Вот почему и в «Харруде», и в «Мохе-безумце…», и в лирических стихах, и в публицистических выступлениях Тахар Бенджеллун так горячо и так страстно поднимает свой голос в защиту женщины — в конечном итоге именно женщина воплощает для него Родину.
«Призрачное (или, как называет его автор, — „Песчаное“) дитя», хотя и искусно стилизованное под занимательные рассказы уличных сказителей, бродячих артистов, собирающих в мавританских кофейнях и на базарных площадях огромные толпы народа, — современная притча, но со свойственным народным повествованиям разнообразием концовок, — каждый слушатель припоминает что-то похожее либо случившееся и с ним, а заодно сообщает новые подробности, которые рассказчик в другом месте уже естественно вводит в сюжет.
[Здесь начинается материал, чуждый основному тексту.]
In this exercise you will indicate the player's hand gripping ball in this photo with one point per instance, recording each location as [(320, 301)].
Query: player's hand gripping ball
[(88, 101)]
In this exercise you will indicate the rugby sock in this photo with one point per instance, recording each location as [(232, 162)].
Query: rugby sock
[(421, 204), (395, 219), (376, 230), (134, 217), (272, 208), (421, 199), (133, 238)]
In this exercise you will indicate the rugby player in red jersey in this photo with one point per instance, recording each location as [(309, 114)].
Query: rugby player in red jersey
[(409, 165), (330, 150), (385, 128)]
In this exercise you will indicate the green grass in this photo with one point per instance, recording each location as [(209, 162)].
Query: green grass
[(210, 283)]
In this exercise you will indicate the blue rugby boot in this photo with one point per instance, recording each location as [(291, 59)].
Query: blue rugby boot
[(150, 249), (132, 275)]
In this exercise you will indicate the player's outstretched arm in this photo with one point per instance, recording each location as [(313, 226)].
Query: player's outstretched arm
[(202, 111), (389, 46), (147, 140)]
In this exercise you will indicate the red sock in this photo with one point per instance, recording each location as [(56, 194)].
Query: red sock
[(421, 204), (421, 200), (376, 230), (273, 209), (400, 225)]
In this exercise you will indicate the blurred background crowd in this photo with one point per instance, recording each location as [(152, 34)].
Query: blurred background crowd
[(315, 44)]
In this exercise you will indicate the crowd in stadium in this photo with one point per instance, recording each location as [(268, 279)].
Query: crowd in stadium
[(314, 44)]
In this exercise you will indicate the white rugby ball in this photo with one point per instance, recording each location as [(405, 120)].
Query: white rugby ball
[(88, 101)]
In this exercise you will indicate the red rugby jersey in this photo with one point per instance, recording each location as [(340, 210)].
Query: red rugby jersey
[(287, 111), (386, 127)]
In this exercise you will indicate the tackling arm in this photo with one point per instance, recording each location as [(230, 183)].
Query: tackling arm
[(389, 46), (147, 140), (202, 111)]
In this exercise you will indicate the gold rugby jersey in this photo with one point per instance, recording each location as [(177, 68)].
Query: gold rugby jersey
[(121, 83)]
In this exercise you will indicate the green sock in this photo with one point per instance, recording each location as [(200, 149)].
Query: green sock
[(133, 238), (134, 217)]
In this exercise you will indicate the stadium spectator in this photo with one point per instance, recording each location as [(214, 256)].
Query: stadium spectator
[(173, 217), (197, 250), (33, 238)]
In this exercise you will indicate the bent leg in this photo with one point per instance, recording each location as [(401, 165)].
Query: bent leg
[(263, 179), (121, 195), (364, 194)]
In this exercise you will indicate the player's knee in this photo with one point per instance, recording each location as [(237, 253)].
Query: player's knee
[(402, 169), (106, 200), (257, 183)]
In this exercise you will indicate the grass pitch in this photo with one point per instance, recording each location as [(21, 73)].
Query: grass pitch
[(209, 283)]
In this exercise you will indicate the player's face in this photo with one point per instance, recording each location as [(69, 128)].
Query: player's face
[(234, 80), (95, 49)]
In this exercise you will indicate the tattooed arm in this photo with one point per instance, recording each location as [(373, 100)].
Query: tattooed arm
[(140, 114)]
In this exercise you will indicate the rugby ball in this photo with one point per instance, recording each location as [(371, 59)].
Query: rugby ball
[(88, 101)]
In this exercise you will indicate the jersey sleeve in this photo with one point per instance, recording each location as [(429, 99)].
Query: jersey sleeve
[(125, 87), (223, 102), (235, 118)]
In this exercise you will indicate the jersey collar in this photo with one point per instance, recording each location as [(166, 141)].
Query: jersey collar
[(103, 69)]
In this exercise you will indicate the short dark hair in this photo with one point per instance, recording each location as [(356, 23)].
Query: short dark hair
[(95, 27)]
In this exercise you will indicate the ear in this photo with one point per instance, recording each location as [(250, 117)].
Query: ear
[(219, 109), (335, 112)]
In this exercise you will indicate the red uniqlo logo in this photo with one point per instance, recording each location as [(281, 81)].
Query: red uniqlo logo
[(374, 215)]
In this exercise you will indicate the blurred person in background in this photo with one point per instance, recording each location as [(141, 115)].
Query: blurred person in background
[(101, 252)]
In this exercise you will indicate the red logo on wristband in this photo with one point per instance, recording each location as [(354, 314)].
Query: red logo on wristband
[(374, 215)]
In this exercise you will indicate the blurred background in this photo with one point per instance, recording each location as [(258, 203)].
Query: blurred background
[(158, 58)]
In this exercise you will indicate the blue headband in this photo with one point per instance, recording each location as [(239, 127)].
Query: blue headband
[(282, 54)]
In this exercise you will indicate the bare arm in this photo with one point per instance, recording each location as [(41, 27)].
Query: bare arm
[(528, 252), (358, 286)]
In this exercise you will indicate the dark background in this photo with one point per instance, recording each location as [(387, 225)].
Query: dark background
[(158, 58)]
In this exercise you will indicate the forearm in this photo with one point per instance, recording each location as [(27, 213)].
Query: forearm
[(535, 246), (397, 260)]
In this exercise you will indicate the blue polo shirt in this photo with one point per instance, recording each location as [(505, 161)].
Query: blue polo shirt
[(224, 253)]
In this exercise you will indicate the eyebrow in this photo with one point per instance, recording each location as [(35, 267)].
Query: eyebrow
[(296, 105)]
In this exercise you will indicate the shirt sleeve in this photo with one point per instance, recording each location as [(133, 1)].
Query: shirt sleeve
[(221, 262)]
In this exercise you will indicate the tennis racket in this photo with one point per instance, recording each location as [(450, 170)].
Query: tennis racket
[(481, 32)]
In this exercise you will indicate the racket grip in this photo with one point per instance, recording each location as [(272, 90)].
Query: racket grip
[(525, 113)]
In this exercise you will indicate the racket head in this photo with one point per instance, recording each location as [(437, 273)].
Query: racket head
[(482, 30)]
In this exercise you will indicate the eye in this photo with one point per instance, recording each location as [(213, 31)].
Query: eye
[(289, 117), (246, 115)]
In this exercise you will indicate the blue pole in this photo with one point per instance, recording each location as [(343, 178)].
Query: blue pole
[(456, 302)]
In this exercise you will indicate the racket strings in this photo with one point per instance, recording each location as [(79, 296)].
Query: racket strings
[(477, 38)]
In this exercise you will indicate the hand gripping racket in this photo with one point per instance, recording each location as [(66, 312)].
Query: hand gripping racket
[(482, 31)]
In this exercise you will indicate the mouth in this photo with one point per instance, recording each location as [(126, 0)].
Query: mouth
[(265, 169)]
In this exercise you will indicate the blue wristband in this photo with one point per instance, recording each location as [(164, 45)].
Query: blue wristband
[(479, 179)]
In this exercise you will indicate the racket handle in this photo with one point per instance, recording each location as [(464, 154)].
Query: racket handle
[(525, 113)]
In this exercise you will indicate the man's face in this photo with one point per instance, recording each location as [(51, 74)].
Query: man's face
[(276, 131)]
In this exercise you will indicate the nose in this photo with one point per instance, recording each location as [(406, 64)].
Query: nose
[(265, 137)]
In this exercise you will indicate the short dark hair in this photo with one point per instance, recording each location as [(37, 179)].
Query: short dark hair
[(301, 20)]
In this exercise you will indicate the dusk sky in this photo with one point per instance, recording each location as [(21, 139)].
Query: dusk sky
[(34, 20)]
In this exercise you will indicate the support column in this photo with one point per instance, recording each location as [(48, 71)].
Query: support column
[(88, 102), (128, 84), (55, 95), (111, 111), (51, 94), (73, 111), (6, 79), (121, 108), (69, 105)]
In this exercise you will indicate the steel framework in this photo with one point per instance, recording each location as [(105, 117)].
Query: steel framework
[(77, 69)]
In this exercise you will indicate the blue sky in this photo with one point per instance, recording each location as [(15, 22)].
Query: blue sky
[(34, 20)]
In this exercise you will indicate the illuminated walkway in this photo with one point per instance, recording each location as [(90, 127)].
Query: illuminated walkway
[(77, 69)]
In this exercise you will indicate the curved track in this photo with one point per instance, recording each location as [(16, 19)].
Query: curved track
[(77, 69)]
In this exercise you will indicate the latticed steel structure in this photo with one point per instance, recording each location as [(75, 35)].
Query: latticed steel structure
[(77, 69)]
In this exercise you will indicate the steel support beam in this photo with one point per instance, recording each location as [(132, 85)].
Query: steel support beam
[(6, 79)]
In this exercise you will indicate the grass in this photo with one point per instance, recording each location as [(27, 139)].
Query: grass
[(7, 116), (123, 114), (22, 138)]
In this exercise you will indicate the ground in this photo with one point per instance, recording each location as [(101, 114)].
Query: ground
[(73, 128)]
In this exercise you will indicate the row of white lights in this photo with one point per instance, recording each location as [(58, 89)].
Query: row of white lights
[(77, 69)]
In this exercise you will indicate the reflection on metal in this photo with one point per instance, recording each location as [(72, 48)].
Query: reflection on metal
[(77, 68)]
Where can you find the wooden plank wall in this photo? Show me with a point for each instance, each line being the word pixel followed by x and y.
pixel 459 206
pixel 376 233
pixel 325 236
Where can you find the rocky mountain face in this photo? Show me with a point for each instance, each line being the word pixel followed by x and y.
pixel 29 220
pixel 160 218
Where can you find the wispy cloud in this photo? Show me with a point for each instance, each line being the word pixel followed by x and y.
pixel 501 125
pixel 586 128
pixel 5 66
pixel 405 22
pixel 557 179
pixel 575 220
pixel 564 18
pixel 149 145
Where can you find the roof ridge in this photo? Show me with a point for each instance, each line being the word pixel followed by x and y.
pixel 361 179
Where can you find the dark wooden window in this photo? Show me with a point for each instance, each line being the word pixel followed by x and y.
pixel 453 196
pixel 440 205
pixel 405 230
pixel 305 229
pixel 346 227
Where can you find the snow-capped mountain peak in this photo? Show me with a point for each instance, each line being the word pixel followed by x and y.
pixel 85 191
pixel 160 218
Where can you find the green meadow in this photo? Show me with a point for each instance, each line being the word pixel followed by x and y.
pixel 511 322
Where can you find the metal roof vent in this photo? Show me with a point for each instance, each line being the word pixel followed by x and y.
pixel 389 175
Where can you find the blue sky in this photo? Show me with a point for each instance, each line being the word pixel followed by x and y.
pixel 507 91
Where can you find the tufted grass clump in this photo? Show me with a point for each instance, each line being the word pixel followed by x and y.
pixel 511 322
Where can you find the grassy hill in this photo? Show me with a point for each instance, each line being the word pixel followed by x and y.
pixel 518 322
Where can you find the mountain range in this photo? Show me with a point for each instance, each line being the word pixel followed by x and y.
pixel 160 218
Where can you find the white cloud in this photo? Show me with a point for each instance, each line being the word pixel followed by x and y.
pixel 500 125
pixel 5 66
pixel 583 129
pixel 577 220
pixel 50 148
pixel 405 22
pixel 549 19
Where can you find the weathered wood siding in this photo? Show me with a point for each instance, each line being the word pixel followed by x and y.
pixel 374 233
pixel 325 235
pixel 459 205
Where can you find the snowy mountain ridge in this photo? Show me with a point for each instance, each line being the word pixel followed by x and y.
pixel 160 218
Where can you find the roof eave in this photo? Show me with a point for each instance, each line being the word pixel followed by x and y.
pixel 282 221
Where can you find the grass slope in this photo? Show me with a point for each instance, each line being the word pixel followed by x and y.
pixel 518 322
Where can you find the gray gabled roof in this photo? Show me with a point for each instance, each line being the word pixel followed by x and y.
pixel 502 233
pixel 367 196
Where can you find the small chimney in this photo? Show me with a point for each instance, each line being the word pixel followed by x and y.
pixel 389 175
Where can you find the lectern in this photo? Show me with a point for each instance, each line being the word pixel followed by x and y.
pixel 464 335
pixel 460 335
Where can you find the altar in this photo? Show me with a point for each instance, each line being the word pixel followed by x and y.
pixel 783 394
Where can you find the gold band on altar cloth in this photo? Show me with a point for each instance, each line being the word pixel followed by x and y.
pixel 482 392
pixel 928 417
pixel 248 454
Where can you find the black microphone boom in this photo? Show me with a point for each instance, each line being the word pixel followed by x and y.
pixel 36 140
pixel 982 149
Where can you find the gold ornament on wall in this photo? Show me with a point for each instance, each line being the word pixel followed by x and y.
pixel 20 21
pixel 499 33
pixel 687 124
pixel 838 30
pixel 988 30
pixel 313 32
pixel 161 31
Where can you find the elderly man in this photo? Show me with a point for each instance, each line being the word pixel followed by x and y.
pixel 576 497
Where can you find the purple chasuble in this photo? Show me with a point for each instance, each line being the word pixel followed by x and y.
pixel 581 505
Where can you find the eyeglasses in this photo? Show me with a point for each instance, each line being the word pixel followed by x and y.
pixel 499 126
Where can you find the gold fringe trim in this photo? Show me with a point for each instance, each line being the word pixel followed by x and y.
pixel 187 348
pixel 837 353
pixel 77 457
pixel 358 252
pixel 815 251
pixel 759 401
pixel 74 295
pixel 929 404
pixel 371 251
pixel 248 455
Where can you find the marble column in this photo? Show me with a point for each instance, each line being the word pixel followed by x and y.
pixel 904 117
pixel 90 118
Занимательная история о девочке, ставшей прекрасным Ахмедом, превращается под пером современного писателя в трагическую повесть о социальном мираже, фантоме, существе, имеющем плоть, но ставшим бесплотным призраком, имеющем лик, но обезличенном, рожденном в богатом доме, но ставшем бездомным бродягой, отомстившим насильнику, но и до сих пор остающимся неотомщенным за вековое насилие, избавившемся от тюрьмы домашних стен, но умершем в клетке — символе очевидного рабства, надежно охраняемого железными прутьями решетки — порядка…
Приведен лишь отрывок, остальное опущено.